Squeezed states for Frenkel-like two-fermion composite bosons

TL;DR

This paper explores the quantum squeezing properties of Frenkel-like composite bosons formed by fermion pairs, revealing how their fermionic structure influences quadrature uncertainties and squeezing limits.

Contribution

It introduces a new framework for defining and analyzing squeezed states of composite bosons, accounting for Pauli blocking and non-canonical algebra, with explicit expressions and numerical illustrations.

Findings

Fermionic structure modifies the Heisenberg uncertainty bound.

Squeezing can fall below the canonical bosonic limit without violating uncertainty.

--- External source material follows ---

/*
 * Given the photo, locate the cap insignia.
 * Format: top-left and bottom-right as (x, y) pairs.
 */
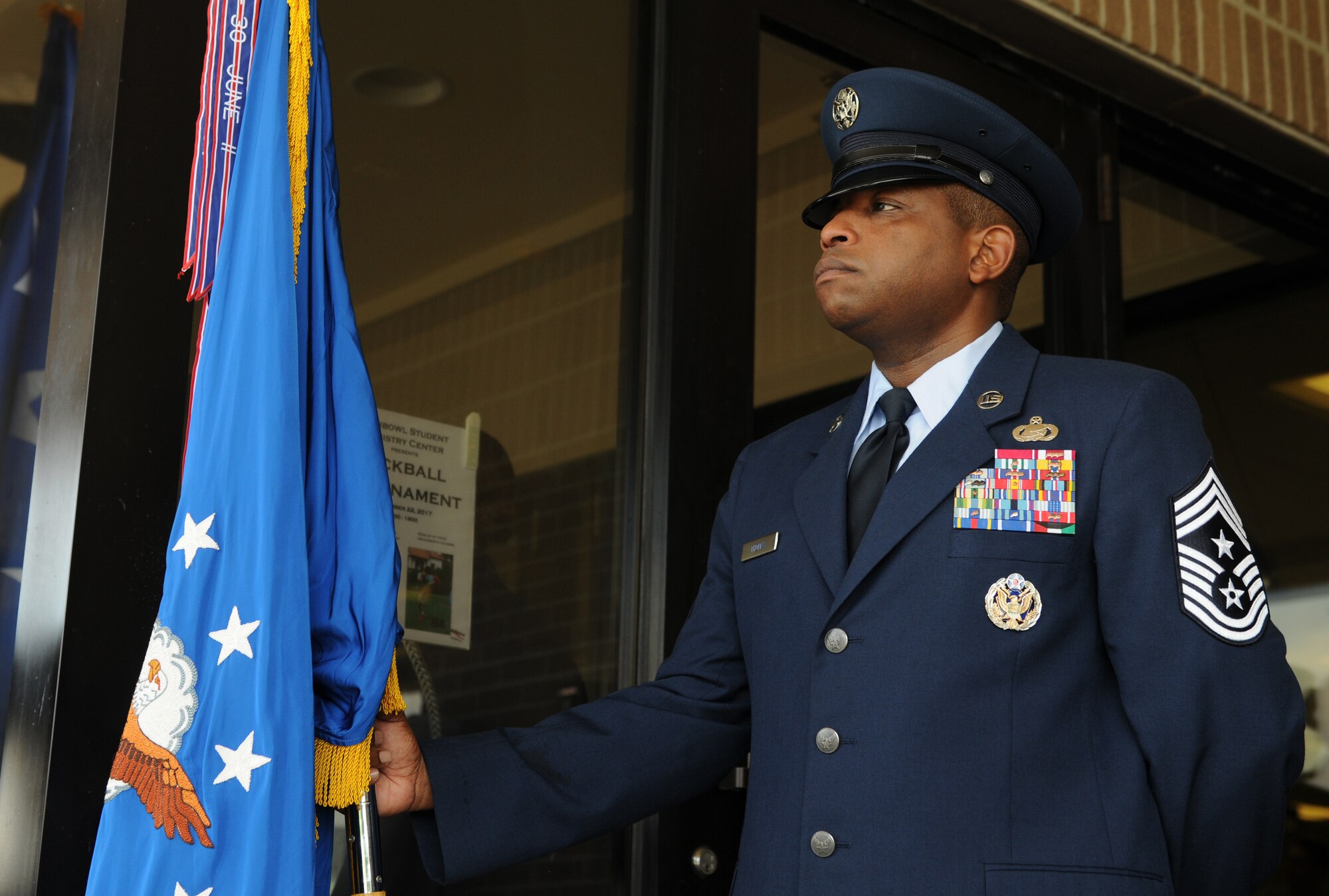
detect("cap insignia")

Finite-dimensional models illustrate constraints on attainable squeezing.

Abstract

We investigate squeezed states of composite bosons (cobosons) formed by pairs of spin-$1/2$ fermions, with emphasis on Frenkel-like cobosons. While squeezing for standard bosonic modes is well established, its extension to cobosons requires accounting for Pauli blocking and the resulting non-canonical commutation algebra. Building on earlier constructions of coboson coherent states, we define squeezed cobosons as eigenstates of a Bogoliubov transformed coboson operator and derive explicit expressions for the associated quadrature variances. We show that the underlying fermionic structure leads to state-dependent modifications of the Heisenberg--Robertson uncertainty bound, which may fall below the canonical bosonic limit without implying any violation of uncertainty principles. Numerical results based on finite-dimensional matrix representations illustrate how these effects constrain the attainable squeezing. Our framework is relevant to composite boson systems such as tightly bound electron-hole pairs and provides a physically transparent setting to probe compositeness through observable quadrature fluctuations.